Maggie Telfer is director of the Bristol Drugs Project, a charity that provides needle exchange to 3500 drug users a year. Telfer is concerned the residents’ campaign may make it harder for addicts to seek help.
“If you’re addicted to something like heroin or crack cocaine it’s very hard to take those first steps and come to a drug agency,” she says. “The main barrier is other people’s attitudes. People have felt very intimidated.”
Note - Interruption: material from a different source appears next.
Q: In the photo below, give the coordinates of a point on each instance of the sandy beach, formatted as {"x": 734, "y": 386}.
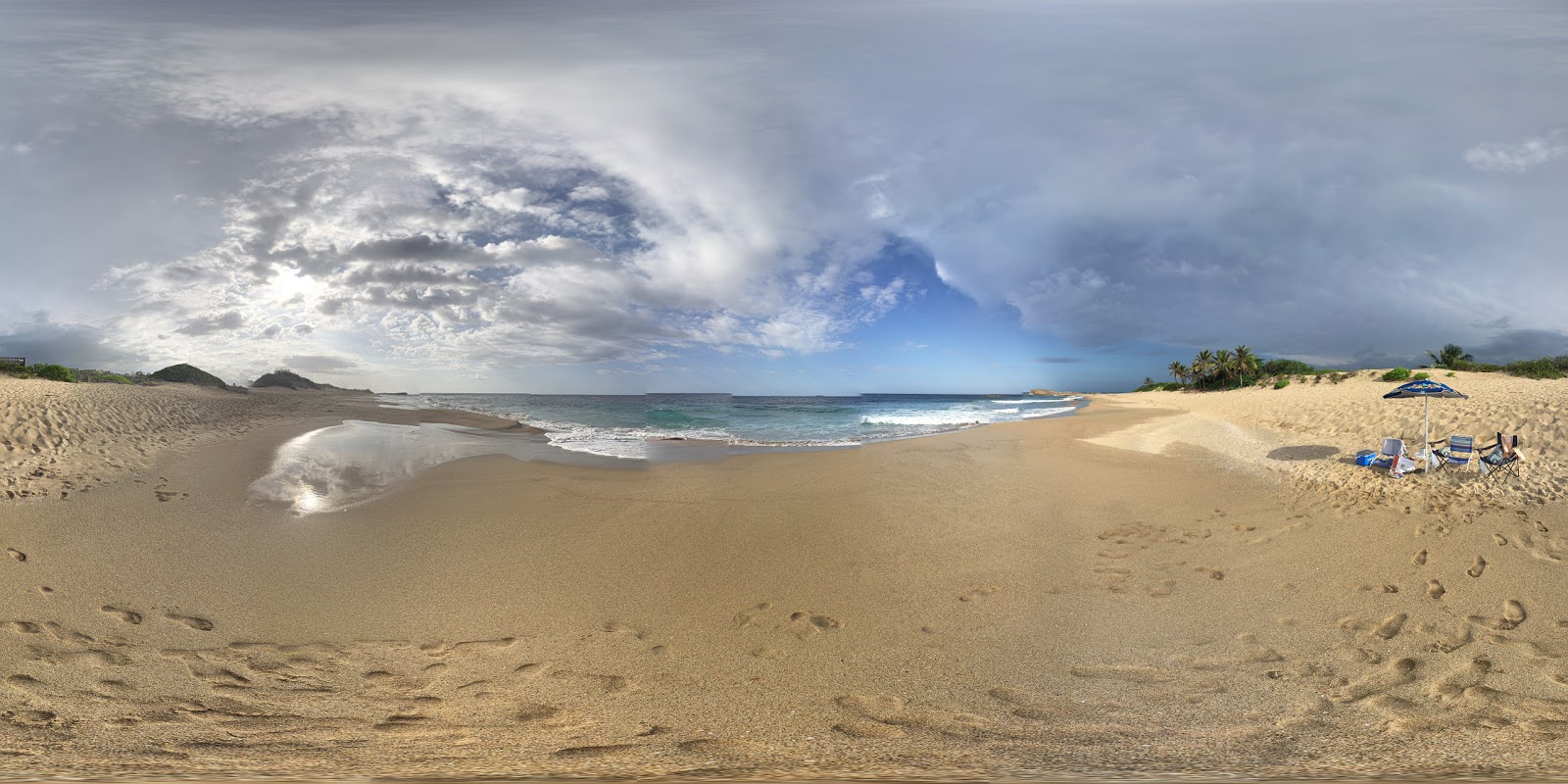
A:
{"x": 1159, "y": 584}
She agrees that drugs affect the whole of Bristol. BDP provides services from venues based across the city, including 33 GPs’ surgeries, a mobile needle exchange service, probation offices and hostels and through home visits and street work. But she maintains that St Paul’s, where BDP has been for 10 years, is a logical base. “It’s important to be near the centre and the bus station so people can get to us easily.” She says the St Paul’s Unlimited campaign has been a setback to those helping people come off drugs. “If there’s money to expand treatment services but not places to do it, that’s a real sadness for the city.”
However, it was not just the issue of drugs that upset St Paul’s Unlimited campaigners – they also felt they weren’t properly consulted. The Safer Bristol Partnership – the city’s crime and disorder reduction partnership – knew about the BSDS proposal, say the campaigners, but didn’t tell them about it, despite sitting on the St Paul’s Unlimited drugs task group. “I came across it as a planning application for a healthcare centre,” says McCretton. “We were pleased at first. Then we had an anonymous email saying it would be a drugs centre. We were furious we were not consulted.”
This fanned the flames of the dispute. Woolston says: “The community feels it’s not consulted because it’s St Paul’s. Once the proposal was in the public domain BSDS had an open day, but it was poorly advertised and a few people couldn’t get in.” The situation was made worse, she adds, because the planning permission claimed the site was not a residential area – although there are Knightstone homes across the road.
A spokesperson for the Safer Bristol Partnership was unavailable and the council was reluctant to comment because of the general election. At BSDS, Monaghan says the organisation did try to consult but had not known about St Paul’s Unlimited.
“We did publicity with posters, it was in the press and we sent letters to councillors.
But normally we’d do consultation after the planning application went in anyway,”
he says. “We even reviewed our application following the consultation – it went through the planning committee twice.”
Both sides have strongly held views, and in the short term, the residents have won.
But was it the right decision? Probably the most insightful view comes from someone in the middle of this debate: Sam Walker, a 21-year-old user of Bristol Drugs Project’s needle exchange service. A drug user since he was 11, he has been off heroin since December, thanks to a methadone prescription from BSDS, but still uses crack. Although he doesn’t live in St Paul’s, he says he spends all his time there. “I come into St Paul’s every morning to get crack and leave between 11pm and 4am,” he says.
He agrees that drug users come into St Paul’s from outside – but for him that’s why having treatment centres there makes sense. “I think it’s terrible that the BSDS extension was turned down,” he adds. “I expect residents complained about crime, but if they extended BSDS more people would get onto methadone and that would cut crime.
“There’s not enough help for addicts in Bristol,” he says. “My doctor said I should have a Bristol Drugs Project liaison worker but it took two months for them to see me. People need more help and it needs to be quicker. If someone says: ‘I wanna get clean,’ there is a four-month waiting list.” And he dismisses the idea that treatment centres will attract more users. “All the addicts in Bristol come to St Paul’s to score anyway – if you put BSDS in, they wouldn’t be scoring, they’d be coming in to get clean.”